De oficio principal, catador de primaveras, fui novicio

de singular pericia con las pieles de geranio y las areolas de allmendro.

Todo un Góngora de la caricia, Fénix del contramuslo,

doctor en vapores humanos y espasmos equinocciales.

Hieráticos violones y melancólicas mezzosopranos

fueron mis cómplices predilectos entre todas las flores que ahora brotan,

frente a una lápida, en el jardín que administran celosos mis gusanos.

Del aura al nervio, periplo del nautilo obseso en pos de la lucidez venérea,

en el novilunio de preferencia, aferrado a la cromosfera, derramarse

una y otra vez en el atolón de Palingenesia al son de la coral sidérea.

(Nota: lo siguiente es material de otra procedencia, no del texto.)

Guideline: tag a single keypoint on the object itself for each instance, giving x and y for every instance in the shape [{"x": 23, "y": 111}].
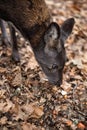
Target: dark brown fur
[{"x": 32, "y": 21}]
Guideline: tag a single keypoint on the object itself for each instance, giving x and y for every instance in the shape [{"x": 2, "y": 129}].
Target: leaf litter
[{"x": 27, "y": 100}]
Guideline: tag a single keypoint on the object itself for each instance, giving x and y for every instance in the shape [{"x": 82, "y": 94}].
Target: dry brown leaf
[
  {"x": 2, "y": 70},
  {"x": 28, "y": 126},
  {"x": 81, "y": 126}
]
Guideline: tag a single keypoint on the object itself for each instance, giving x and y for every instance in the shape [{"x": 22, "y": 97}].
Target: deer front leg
[
  {"x": 15, "y": 54},
  {"x": 5, "y": 37}
]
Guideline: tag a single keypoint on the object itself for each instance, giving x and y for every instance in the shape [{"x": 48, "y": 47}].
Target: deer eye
[{"x": 54, "y": 66}]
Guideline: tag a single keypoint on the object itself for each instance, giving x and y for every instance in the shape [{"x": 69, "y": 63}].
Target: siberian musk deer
[
  {"x": 47, "y": 38},
  {"x": 10, "y": 41}
]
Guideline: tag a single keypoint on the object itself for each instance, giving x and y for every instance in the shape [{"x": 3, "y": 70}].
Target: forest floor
[{"x": 27, "y": 101}]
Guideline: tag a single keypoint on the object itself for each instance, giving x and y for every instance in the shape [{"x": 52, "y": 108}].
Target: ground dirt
[{"x": 27, "y": 100}]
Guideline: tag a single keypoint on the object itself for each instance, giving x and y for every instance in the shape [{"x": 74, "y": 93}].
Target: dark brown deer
[
  {"x": 47, "y": 39},
  {"x": 10, "y": 40}
]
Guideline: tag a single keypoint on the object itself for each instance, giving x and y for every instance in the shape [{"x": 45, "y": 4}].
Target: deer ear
[
  {"x": 66, "y": 28},
  {"x": 52, "y": 34}
]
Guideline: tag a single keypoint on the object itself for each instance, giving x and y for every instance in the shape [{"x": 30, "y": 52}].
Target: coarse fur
[{"x": 47, "y": 38}]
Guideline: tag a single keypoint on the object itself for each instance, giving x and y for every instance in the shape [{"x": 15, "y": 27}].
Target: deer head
[{"x": 51, "y": 54}]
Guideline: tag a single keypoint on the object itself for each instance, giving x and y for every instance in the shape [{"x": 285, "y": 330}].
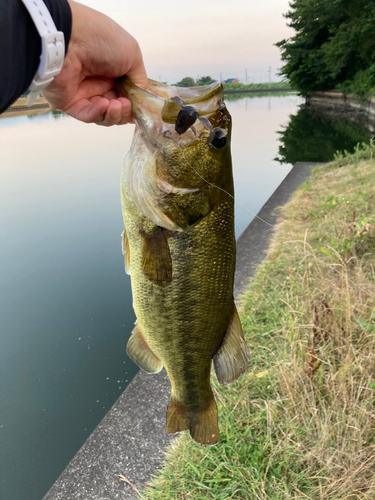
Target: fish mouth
[{"x": 179, "y": 113}]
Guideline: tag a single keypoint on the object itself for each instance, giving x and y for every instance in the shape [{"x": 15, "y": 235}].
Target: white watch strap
[{"x": 53, "y": 47}]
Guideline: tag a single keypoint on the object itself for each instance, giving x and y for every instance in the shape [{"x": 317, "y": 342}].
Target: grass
[{"x": 301, "y": 423}]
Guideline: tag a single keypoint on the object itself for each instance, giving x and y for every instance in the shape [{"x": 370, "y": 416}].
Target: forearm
[{"x": 21, "y": 46}]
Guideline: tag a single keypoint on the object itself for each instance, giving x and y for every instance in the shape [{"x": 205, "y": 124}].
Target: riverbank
[
  {"x": 336, "y": 104},
  {"x": 301, "y": 424},
  {"x": 131, "y": 439}
]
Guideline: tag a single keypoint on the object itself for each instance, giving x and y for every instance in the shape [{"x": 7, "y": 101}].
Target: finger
[
  {"x": 89, "y": 111},
  {"x": 137, "y": 73}
]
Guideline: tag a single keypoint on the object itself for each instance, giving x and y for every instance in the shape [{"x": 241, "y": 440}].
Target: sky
[{"x": 221, "y": 38}]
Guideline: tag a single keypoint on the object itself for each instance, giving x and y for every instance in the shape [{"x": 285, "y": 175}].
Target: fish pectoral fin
[
  {"x": 156, "y": 257},
  {"x": 125, "y": 251},
  {"x": 201, "y": 422},
  {"x": 232, "y": 359},
  {"x": 139, "y": 351}
]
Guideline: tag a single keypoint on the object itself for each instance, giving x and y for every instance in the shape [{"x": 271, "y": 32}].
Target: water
[{"x": 65, "y": 308}]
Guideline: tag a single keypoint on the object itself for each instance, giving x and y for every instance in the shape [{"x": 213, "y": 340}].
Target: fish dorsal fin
[
  {"x": 125, "y": 251},
  {"x": 156, "y": 257},
  {"x": 202, "y": 422},
  {"x": 139, "y": 351},
  {"x": 232, "y": 359}
]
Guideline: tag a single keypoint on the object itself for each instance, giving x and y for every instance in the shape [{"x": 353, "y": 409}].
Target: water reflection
[{"x": 314, "y": 136}]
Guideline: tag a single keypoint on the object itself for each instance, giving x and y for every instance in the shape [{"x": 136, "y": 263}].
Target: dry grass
[{"x": 302, "y": 424}]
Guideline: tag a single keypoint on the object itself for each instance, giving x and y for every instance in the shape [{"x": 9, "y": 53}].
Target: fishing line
[{"x": 280, "y": 230}]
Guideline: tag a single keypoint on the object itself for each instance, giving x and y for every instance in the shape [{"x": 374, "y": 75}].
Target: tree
[
  {"x": 334, "y": 45},
  {"x": 186, "y": 82},
  {"x": 205, "y": 80}
]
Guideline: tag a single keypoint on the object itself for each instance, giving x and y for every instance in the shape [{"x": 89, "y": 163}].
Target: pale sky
[{"x": 204, "y": 37}]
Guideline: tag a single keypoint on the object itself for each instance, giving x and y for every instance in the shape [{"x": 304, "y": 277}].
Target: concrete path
[{"x": 131, "y": 438}]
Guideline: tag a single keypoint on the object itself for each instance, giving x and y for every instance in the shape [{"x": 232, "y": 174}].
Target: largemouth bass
[{"x": 179, "y": 247}]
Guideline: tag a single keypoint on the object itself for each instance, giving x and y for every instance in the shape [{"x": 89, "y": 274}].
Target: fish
[{"x": 179, "y": 247}]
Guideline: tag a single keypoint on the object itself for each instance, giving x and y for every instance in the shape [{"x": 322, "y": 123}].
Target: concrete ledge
[
  {"x": 131, "y": 438},
  {"x": 253, "y": 243}
]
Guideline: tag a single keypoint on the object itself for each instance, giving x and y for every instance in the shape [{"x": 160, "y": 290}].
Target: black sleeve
[{"x": 20, "y": 45}]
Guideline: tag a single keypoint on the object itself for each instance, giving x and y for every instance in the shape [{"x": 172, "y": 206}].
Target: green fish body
[{"x": 179, "y": 248}]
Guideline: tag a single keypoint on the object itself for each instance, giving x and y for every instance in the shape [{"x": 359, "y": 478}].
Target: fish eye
[
  {"x": 185, "y": 119},
  {"x": 220, "y": 140}
]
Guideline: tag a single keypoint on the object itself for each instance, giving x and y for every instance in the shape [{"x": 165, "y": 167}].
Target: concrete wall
[{"x": 351, "y": 107}]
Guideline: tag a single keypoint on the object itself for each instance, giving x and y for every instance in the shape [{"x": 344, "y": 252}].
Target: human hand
[{"x": 99, "y": 51}]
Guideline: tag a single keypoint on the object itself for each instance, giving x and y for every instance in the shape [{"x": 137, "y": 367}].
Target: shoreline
[{"x": 131, "y": 439}]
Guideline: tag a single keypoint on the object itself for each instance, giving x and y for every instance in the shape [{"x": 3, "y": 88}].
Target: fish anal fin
[
  {"x": 125, "y": 251},
  {"x": 156, "y": 257},
  {"x": 201, "y": 422},
  {"x": 139, "y": 351},
  {"x": 232, "y": 359}
]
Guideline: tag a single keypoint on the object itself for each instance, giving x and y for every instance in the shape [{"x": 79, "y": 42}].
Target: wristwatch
[{"x": 53, "y": 48}]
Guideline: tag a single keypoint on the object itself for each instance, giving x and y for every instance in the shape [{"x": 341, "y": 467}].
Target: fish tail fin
[
  {"x": 202, "y": 422},
  {"x": 139, "y": 351},
  {"x": 232, "y": 359}
]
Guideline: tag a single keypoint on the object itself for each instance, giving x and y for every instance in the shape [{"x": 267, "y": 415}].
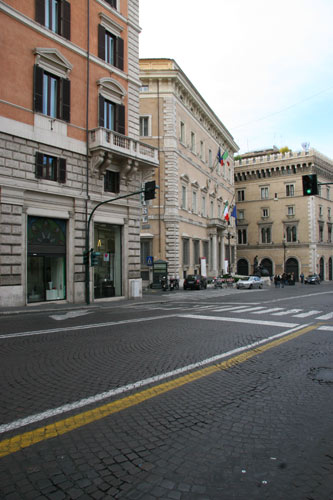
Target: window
[
  {"x": 111, "y": 115},
  {"x": 50, "y": 168},
  {"x": 193, "y": 142},
  {"x": 144, "y": 126},
  {"x": 54, "y": 15},
  {"x": 290, "y": 190},
  {"x": 110, "y": 45},
  {"x": 291, "y": 233},
  {"x": 111, "y": 181},
  {"x": 186, "y": 252},
  {"x": 241, "y": 195},
  {"x": 264, "y": 193},
  {"x": 265, "y": 235},
  {"x": 51, "y": 94},
  {"x": 201, "y": 150},
  {"x": 194, "y": 202},
  {"x": 146, "y": 250},
  {"x": 242, "y": 236},
  {"x": 196, "y": 252},
  {"x": 113, "y": 3},
  {"x": 182, "y": 132},
  {"x": 184, "y": 197}
]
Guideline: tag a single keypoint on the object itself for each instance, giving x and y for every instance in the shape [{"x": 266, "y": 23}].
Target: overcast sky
[{"x": 265, "y": 67}]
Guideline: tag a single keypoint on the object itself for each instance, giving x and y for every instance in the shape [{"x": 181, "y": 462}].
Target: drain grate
[{"x": 323, "y": 375}]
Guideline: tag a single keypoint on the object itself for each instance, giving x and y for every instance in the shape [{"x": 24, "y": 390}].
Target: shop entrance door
[{"x": 46, "y": 278}]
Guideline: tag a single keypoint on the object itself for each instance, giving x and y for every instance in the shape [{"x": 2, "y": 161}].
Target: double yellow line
[{"x": 69, "y": 424}]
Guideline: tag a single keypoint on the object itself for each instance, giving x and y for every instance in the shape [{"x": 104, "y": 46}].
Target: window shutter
[
  {"x": 120, "y": 53},
  {"x": 101, "y": 42},
  {"x": 66, "y": 19},
  {"x": 39, "y": 165},
  {"x": 62, "y": 170},
  {"x": 120, "y": 119},
  {"x": 40, "y": 11},
  {"x": 66, "y": 98},
  {"x": 38, "y": 88},
  {"x": 101, "y": 111}
]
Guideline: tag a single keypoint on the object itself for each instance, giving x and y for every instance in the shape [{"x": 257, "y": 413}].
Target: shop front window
[
  {"x": 46, "y": 262},
  {"x": 108, "y": 271}
]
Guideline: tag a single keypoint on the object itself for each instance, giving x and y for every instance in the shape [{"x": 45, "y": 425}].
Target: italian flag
[{"x": 226, "y": 211}]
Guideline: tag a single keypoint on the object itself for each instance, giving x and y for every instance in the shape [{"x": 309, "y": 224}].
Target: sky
[{"x": 265, "y": 67}]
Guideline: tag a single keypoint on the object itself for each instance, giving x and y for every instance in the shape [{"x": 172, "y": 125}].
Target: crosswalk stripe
[
  {"x": 326, "y": 316},
  {"x": 306, "y": 314},
  {"x": 269, "y": 310},
  {"x": 287, "y": 311}
]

Así perdía yo el occipucio al resolver reyerta tan solidaria,

y despojado de amperios el intelecto y la maquinaria de mi persona,

gajes del clímax y su estiaje, veía el misterio de la comunión planetaria.

Y fui ungido caracola por la brisa espiral que disipa la bruma

tiznada de profetas y agoreros, cloaca del tiempo.

De Hipodamia fui el cándido centauro que peinó su espuma

y rezumé savia al devolver la sonrisa a la salamandra.

De Eros obtuve progenie en buenas lides y cumplida alianza;

de Tánatos, la quiescencia que premia entregarse a las esencias.